哪怕是师父师叔等人劝诫或者责罚,她都软硬不吃油盐不进,该什么时候起就什么起,一副我行我素的模样。
一开始还有人颇有微词,认为鱼锦翎这样的算不上真的求学问道,只是打个名头混吃混喝而已。
但很快就没人吭声了。
因为鱼锦翎虽起的晚,为人散漫,但她在修行上的天赋与认真是远超常人的。
他人需要学习一周的东西,她可能学个两下午就已经完全悟彻透了。
他人听个三遍还不会的东西,她听一遍就懂了。
这些都是鱼锦翎的优势,她自己明白,也不舍得浪费,所以她也好歹为那整天、朝自己吹胡子瞪眼的师父争了一口气。

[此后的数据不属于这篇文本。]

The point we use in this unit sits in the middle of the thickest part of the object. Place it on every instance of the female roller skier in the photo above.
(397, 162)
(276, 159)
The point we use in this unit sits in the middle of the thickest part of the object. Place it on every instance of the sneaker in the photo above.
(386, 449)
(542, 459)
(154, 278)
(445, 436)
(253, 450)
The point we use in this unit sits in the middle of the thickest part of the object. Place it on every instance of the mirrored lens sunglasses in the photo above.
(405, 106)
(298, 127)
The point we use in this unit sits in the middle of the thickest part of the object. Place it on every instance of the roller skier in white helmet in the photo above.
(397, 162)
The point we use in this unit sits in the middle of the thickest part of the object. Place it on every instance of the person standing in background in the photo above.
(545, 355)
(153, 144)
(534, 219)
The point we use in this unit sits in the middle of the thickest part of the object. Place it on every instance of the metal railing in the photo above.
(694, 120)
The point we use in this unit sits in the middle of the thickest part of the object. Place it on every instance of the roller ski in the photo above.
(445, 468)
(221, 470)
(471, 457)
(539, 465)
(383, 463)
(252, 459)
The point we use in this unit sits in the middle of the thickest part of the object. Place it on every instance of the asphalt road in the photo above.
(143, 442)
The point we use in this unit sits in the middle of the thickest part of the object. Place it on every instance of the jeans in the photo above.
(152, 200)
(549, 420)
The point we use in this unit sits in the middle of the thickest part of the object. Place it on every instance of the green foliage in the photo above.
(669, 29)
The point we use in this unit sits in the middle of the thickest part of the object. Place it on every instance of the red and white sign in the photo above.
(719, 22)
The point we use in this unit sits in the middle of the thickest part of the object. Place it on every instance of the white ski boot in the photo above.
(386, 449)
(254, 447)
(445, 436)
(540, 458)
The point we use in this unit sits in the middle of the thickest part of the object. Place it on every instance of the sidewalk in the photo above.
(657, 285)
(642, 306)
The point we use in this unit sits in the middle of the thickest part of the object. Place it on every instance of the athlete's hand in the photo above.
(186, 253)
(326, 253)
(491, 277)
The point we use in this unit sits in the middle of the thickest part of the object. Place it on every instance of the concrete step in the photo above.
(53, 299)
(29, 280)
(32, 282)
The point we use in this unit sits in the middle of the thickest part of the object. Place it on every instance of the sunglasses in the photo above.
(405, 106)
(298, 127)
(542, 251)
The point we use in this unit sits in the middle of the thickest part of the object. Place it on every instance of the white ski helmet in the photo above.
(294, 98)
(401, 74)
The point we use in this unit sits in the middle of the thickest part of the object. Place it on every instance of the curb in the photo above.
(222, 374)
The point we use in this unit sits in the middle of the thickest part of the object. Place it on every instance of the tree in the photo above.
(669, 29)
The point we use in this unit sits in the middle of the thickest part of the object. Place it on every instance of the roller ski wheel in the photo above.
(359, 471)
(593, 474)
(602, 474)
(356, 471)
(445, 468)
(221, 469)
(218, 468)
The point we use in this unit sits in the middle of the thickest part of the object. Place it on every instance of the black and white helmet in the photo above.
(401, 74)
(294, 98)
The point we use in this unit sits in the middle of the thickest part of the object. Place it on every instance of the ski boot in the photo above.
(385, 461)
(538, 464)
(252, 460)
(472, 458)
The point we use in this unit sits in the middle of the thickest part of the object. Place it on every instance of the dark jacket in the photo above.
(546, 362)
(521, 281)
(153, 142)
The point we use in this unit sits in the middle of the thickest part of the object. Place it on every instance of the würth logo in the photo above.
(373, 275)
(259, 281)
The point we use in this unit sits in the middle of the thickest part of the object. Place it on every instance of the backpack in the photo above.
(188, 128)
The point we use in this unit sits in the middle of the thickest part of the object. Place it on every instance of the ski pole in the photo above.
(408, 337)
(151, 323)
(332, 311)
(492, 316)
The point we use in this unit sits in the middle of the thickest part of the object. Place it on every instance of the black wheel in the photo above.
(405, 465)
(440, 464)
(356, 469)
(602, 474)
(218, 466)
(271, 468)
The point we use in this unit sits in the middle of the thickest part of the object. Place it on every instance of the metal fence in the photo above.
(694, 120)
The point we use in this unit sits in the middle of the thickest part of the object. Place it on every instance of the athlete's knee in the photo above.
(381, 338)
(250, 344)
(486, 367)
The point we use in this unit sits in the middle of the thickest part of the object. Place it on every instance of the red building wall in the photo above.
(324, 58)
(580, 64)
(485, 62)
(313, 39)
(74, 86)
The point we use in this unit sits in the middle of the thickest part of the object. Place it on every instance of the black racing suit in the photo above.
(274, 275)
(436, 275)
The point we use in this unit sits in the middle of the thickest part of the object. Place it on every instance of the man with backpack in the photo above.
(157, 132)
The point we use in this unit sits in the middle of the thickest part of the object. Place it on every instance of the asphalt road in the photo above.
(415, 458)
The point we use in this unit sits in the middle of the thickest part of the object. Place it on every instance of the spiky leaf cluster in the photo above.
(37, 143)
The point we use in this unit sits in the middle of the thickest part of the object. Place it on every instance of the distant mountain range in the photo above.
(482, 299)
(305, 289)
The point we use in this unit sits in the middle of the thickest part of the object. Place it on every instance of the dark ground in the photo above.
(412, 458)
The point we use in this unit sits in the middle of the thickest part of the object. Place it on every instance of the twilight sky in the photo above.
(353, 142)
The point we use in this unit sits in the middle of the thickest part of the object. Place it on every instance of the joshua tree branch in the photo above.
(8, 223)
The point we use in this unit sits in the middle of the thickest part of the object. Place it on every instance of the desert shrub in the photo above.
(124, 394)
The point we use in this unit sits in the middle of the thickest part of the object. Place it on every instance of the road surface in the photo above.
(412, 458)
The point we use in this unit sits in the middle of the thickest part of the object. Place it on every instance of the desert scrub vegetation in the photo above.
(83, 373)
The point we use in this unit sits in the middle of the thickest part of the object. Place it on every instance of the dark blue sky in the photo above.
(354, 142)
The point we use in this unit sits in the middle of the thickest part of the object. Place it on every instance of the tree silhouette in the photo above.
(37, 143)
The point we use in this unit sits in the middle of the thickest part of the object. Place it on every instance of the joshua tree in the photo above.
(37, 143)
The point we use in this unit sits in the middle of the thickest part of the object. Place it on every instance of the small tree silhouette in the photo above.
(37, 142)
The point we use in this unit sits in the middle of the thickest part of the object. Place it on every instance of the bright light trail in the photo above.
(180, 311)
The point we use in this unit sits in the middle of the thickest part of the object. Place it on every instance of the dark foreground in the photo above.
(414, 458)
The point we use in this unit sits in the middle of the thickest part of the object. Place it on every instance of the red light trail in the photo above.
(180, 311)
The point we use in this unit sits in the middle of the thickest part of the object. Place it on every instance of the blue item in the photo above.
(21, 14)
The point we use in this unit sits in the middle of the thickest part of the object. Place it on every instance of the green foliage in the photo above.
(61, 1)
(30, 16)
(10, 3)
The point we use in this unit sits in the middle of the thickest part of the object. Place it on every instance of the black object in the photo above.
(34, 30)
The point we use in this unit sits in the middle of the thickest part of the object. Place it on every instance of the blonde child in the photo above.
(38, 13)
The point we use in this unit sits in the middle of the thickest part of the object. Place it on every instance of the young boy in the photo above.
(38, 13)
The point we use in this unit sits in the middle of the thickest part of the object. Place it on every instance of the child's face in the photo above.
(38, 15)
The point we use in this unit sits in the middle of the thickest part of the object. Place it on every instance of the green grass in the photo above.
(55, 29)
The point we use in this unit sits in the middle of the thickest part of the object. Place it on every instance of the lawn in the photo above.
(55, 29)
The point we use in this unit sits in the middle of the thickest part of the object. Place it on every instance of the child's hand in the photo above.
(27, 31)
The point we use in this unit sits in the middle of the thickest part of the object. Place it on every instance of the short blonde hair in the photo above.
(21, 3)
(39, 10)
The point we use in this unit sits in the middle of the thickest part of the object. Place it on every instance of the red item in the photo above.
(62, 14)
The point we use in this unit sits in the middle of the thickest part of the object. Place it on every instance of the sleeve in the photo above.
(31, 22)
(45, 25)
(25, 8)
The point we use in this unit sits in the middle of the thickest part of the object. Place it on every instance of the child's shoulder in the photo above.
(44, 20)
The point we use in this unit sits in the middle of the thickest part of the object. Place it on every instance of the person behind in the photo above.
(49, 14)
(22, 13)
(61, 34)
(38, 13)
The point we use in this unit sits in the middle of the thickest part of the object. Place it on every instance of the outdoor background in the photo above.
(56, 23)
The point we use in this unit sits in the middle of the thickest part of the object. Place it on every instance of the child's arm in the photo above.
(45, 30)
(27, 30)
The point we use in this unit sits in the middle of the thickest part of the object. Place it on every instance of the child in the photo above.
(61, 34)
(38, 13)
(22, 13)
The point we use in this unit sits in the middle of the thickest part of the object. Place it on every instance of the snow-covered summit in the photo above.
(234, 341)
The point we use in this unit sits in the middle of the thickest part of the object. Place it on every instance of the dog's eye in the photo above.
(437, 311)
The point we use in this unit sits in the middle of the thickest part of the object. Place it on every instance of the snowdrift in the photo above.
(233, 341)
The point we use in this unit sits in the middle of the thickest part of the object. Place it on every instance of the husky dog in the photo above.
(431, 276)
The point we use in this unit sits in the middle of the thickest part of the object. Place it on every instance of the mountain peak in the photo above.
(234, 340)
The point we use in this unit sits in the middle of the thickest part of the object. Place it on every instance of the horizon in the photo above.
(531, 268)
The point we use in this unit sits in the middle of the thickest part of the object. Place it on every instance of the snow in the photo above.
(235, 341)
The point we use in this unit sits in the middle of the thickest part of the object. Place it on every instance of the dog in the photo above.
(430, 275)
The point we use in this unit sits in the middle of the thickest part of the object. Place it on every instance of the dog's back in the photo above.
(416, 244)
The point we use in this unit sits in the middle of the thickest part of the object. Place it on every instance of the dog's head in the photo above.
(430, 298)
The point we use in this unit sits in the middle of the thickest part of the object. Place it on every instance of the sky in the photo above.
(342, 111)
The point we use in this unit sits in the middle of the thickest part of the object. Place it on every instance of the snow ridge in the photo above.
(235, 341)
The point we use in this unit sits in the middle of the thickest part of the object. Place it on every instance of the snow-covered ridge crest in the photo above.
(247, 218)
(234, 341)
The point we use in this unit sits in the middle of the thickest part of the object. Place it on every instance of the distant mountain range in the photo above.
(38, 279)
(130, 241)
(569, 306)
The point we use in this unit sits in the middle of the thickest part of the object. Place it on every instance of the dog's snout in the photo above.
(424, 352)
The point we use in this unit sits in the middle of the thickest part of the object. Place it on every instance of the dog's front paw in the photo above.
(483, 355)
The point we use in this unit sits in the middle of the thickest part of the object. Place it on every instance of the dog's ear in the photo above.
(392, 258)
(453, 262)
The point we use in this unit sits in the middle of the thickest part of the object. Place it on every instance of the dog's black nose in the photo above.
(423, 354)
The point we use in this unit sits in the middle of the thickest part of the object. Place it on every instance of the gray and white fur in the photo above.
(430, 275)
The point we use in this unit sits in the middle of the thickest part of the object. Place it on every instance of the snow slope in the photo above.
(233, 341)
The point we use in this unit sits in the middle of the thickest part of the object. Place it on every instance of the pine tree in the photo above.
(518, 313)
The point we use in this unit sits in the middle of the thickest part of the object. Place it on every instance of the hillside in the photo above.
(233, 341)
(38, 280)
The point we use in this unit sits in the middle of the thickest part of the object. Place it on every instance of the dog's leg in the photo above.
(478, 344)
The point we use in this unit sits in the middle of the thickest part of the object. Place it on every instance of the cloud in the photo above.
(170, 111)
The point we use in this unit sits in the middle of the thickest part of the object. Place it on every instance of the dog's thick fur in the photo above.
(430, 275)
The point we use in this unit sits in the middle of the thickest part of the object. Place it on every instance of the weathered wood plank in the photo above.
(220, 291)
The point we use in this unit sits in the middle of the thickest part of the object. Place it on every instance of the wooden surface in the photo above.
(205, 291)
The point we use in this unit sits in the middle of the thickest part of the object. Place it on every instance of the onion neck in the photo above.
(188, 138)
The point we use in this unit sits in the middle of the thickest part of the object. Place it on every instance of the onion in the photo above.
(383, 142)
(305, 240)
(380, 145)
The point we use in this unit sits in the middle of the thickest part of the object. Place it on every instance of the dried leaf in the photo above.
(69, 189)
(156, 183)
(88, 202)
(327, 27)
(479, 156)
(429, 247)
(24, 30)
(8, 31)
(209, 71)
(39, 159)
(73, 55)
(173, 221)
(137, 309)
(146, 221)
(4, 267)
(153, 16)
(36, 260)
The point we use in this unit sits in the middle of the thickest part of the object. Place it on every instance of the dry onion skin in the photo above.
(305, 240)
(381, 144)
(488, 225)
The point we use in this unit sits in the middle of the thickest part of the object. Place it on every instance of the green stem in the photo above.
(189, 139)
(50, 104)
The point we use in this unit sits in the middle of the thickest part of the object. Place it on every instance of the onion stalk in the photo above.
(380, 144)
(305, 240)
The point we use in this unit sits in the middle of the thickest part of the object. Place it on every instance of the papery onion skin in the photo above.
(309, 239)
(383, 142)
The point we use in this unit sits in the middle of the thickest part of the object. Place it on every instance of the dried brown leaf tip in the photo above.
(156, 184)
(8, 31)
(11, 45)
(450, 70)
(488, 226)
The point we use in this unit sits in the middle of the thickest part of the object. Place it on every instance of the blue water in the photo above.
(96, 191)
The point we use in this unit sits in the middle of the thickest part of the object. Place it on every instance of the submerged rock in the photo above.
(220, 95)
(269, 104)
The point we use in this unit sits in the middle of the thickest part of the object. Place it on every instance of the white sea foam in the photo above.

每天虽然起床晚,但练功时间也不亚于睡觉时间,练的也算刻苦。
所以在五百多人的正渊门派中,她的实力能进前十。
但是大懒虫今天却起了个大早。
她卯时便利利索索的爬起来洗漱,整整提前一个时辰,倒是把全门派上上下下都惊到了。
“六师妹?”
鱼锦翎向来脸盲,她对着那些抱着书卷上山的师兄们不敢兴趣,只是胡乱的鞠躬行礼表示问候。
“师兄们早!”
她又乐颠颠的奔向山脚,脑袋后面单边斜梳的发鬓一晃一晃地摇摆。
“这么早就下山?”
又碰到一个人,鱼锦翎也没仔细看就一溜烟儿的跑了。
她摆手向对方示意,“有点事!”
她做事风风火火,没过多久所有人就都知道“六师妹起大早下山去了”。
但是事实上鱼锦翎并没有下山。
她在山脚附近就慢吞吞地停下来了。
她在观察是否有人经过。
鱼锦翎一边鬼祟的东张西望,一边小心翼翼的靠近她记忆中的那颗树。
一年前的她曾在此处埋了一壶果酒,是入门派前的她自己埋下的。
入门派前鱼锦翎带了一壶在酒馆里买的果酒,却被告知正渊不允许带酒进入。
“为何?正渊能许我这种小妖入派修学,为何却不容弟子饮酒这种小小的事情?”
“我们正渊博大包容,允许各式弟子上山求学。”
“但是。”
领头的那位师兄话锋一转,“酒这种东西会另人沉醉,将人的头脑变的不清醒。俗话说喝酒误事,曾有一位弟子喜酒,却在酒后打伤他人,最后被逐出正渊。”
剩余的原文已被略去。